Гвидубальдо унаследовал от отца и военные дарования, и любовь к литературе. Он уже являл более культурный тип тирана, чем Федериго, который все-таки был кондотьером прежде всего. В нем спокойный облик государя рисовался яснее и бурные страсти воина не вырывались наружу, как у его отца или у старого врага Урбино Сиджисмондо Малатеста, тирана Римини. Но Гвидубальдо смолоду был болен подагрой в очень тяжелой форме, и болезнь мешала ему показать всю меру его дарований. Она не дала ему сделаться выдающимся полководцем; она парализовала его дипломатическую дальновидность, которая была так необходима в то тревожное время; она отравила ему семейные радости.
Гвидубальдо был женат на Елизавете, сестре маркиза Мантуанского Франческо Гонзага, одной из самых замечательных итальянских женщин своего времени. Были на мелких и крупных престолах Италии женщины более блестящие, чем Елизавета: Беатриче д’Эсте, жена Лодовико Моро, Ипполита Сфорца, супруга Альфонсо, герцога Калабрийского, Лукреция Борджа, герцогиня Феррарская, особенно Изабелла д’Эсте, маркиза Мантуанская, жена брата Елизаветы и ее верный друг. Но не было ни одной, вокруг кого было бы разлито чувство такого почтительного, такого благоговейного поклонения. Елизавета была хороша, хотя не принадлежала к числу прославленных красавиц своего времени, была образованна, хотя не поражала эрудицией, как многие из ее сверстниц. Ее притягательную силу составляла какая-то удивительная, пропитанная грустью мягкость, никогда не покидающая ее томная печаль. Она не была счастлива. Гвидубальдо был ей мужем только в первые годы; потом она жила "с ним рядом, как вдовица"[7]. И хотя была окружена поклонниками, страстно добивавшимися ее благосклонности, осталась чиста перед мужем при жизни его и перед его памятью после его смерти. Она перенесла много горя. У нее рано умерла любимая сестра Маддалена. Потом Цезарь Борджа отнял Урбино у Гвидубальдо, и Елизавета с мужем вынуждены были два года скитаться на чужбине, прежде чем им удалось вернуть свою прекрасную вотчину. Вскоре больной герцог умер, и Елизавета стала вдовой. И хотя новый владелец Урбино, Франческо Мария делла Ровере, и его жена Леонора Гонзага, дочь Франческо и Изабеллы д’Эсте, окружали вдовствующую герцогиню величайшим вниманием и почетом, но счастья оставалось все меньше. На склоне лет Елизавете пришлось еще раз перенести изгнание: папа Лев X отнял Урбино у его герцога, чтобы подарить его своему племяннику, Лорешдо Медичи, и снова прошло несколько лет, пока явилась возможность вернуться. Эти непрерывные удары судьбы и сделали то, что Елизавета почти всегда была печальна. Только временами чувство подавленности покидало ее. Она могла быть наружно веселой, могла смеяться остротам придворных, буффонадам шута-монаха фра Серафино. Внутри всегда царила скорбь, полная изящества, одухотворенная поэзией ее мягкой души. Она вся была как нежная элегия.

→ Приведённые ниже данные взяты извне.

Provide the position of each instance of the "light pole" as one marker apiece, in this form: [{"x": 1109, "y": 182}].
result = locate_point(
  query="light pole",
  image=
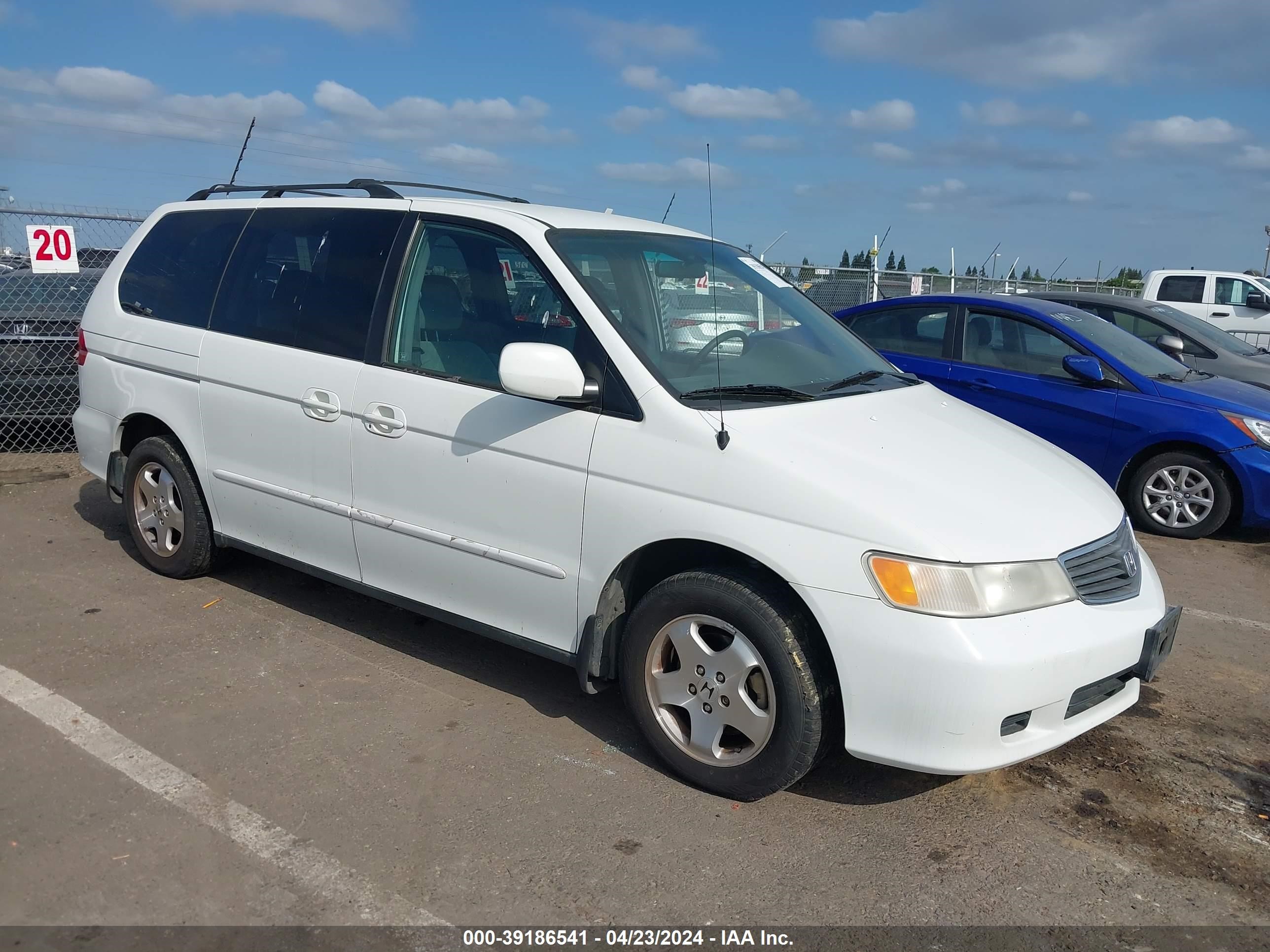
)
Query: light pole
[{"x": 760, "y": 324}]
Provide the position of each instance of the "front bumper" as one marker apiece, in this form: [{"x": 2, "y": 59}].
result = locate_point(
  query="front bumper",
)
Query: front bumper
[
  {"x": 931, "y": 693},
  {"x": 1251, "y": 466}
]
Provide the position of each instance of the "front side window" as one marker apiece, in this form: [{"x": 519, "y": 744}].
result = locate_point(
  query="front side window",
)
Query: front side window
[
  {"x": 1184, "y": 289},
  {"x": 1148, "y": 331},
  {"x": 907, "y": 331},
  {"x": 714, "y": 324},
  {"x": 1233, "y": 291},
  {"x": 466, "y": 295},
  {"x": 1137, "y": 354},
  {"x": 1010, "y": 344},
  {"x": 175, "y": 272},
  {"x": 308, "y": 278}
]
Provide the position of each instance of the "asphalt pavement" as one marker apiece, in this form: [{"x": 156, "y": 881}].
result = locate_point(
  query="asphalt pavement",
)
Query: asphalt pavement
[{"x": 263, "y": 748}]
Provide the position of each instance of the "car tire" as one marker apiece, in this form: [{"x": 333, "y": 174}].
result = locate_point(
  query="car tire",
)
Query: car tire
[
  {"x": 728, "y": 620},
  {"x": 1179, "y": 488},
  {"x": 166, "y": 510}
]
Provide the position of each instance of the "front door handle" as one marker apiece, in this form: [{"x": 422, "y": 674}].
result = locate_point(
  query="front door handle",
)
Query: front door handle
[
  {"x": 385, "y": 420},
  {"x": 320, "y": 404}
]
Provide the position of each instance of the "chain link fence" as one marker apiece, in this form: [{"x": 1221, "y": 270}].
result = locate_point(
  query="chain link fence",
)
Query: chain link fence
[{"x": 40, "y": 316}]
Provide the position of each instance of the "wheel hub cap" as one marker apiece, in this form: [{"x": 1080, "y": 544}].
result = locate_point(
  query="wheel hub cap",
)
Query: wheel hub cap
[
  {"x": 710, "y": 691},
  {"x": 157, "y": 506}
]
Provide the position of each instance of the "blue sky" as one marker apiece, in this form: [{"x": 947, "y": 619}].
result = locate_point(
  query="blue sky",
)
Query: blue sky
[{"x": 1134, "y": 133}]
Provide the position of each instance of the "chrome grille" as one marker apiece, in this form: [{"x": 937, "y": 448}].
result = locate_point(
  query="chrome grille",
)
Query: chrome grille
[{"x": 1105, "y": 570}]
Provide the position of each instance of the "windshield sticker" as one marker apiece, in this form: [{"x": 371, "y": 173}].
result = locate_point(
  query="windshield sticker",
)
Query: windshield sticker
[{"x": 766, "y": 273}]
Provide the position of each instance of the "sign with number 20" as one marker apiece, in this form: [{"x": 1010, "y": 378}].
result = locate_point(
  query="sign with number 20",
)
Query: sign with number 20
[{"x": 52, "y": 249}]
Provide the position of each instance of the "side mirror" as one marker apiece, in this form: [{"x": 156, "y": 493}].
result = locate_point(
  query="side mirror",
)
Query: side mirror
[
  {"x": 1084, "y": 369},
  {"x": 545, "y": 373}
]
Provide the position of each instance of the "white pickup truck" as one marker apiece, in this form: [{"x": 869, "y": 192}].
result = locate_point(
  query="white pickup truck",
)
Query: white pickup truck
[{"x": 1231, "y": 301}]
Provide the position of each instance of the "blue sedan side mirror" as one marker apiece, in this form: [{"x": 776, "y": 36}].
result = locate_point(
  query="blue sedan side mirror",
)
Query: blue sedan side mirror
[{"x": 1084, "y": 369}]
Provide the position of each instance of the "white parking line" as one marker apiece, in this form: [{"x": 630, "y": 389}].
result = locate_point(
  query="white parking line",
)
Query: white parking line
[
  {"x": 323, "y": 874},
  {"x": 1231, "y": 618}
]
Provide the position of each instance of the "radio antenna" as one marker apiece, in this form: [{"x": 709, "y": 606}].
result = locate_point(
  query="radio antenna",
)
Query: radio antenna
[{"x": 722, "y": 436}]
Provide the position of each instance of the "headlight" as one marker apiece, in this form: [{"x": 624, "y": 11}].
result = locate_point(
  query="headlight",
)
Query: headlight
[
  {"x": 1251, "y": 427},
  {"x": 958, "y": 591}
]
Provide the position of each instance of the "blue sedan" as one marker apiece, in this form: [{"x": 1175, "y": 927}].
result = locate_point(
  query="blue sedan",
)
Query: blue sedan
[{"x": 1185, "y": 450}]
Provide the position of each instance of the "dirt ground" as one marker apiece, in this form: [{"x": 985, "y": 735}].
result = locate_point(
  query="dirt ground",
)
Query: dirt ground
[{"x": 475, "y": 782}]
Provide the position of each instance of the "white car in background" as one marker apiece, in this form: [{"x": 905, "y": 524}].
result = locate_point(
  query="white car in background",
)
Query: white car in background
[{"x": 1233, "y": 301}]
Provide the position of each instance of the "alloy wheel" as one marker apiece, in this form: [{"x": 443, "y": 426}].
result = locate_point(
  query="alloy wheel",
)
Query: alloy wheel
[
  {"x": 710, "y": 691},
  {"x": 1178, "y": 497}
]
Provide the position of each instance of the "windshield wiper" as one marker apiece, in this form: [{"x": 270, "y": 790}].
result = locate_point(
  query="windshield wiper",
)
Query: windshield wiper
[
  {"x": 864, "y": 377},
  {"x": 747, "y": 391}
]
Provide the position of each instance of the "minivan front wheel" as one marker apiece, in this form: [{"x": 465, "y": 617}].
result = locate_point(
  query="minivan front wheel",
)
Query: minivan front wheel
[
  {"x": 1179, "y": 494},
  {"x": 164, "y": 510},
  {"x": 727, "y": 682}
]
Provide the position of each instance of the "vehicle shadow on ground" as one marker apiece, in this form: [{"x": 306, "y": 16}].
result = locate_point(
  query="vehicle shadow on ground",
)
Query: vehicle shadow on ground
[{"x": 549, "y": 687}]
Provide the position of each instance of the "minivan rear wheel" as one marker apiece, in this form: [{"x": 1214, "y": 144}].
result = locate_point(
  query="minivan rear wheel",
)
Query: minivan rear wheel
[
  {"x": 166, "y": 512},
  {"x": 1179, "y": 494},
  {"x": 728, "y": 683}
]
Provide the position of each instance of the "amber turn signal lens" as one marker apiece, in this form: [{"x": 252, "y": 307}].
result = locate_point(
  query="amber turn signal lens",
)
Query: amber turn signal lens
[{"x": 896, "y": 580}]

Самым блестящим временем Елизаветы и Гвидубальдо было пятилетие между возвращением их в Урбино, освобожденное от Борджа, и смертью герцога (1503-1508). Болезнь Гвидубальдо не давала поводов для серьезной тревоги, сама Елизавета была в своих лучших годах[8]. Политический горизонт был ясен, потому что железная десница папы Юлия II, друга и родственника Гвидубальдо, служила самой надежной ему защитой. Среди окружающих герцога и герцогиню был цвет интеллигенции и аристократии. Правда, уже несколько лет не было в живых старого Джованни Санти, который у герцога Федериго и в первые годы Гвидубальдо исполнял должность министра двора, просвещения и искусств. Но от времени до времени появлялся сын его Рафаэль, после смерти отца учившийся в Перудже у Пьетро Перуджино. Юношу, прекрасного и богато одаренного, любили и баловали все, особенно герцогиня. Ей и урбинскому двору Рафаэль обязан был тем светским лоском, который так помогал ему в жизни и которого так не хватало суровому и угловатому республиканцу Микеланджело[9]. Более видную роль при дворе играли не урбинцы, а славные гости.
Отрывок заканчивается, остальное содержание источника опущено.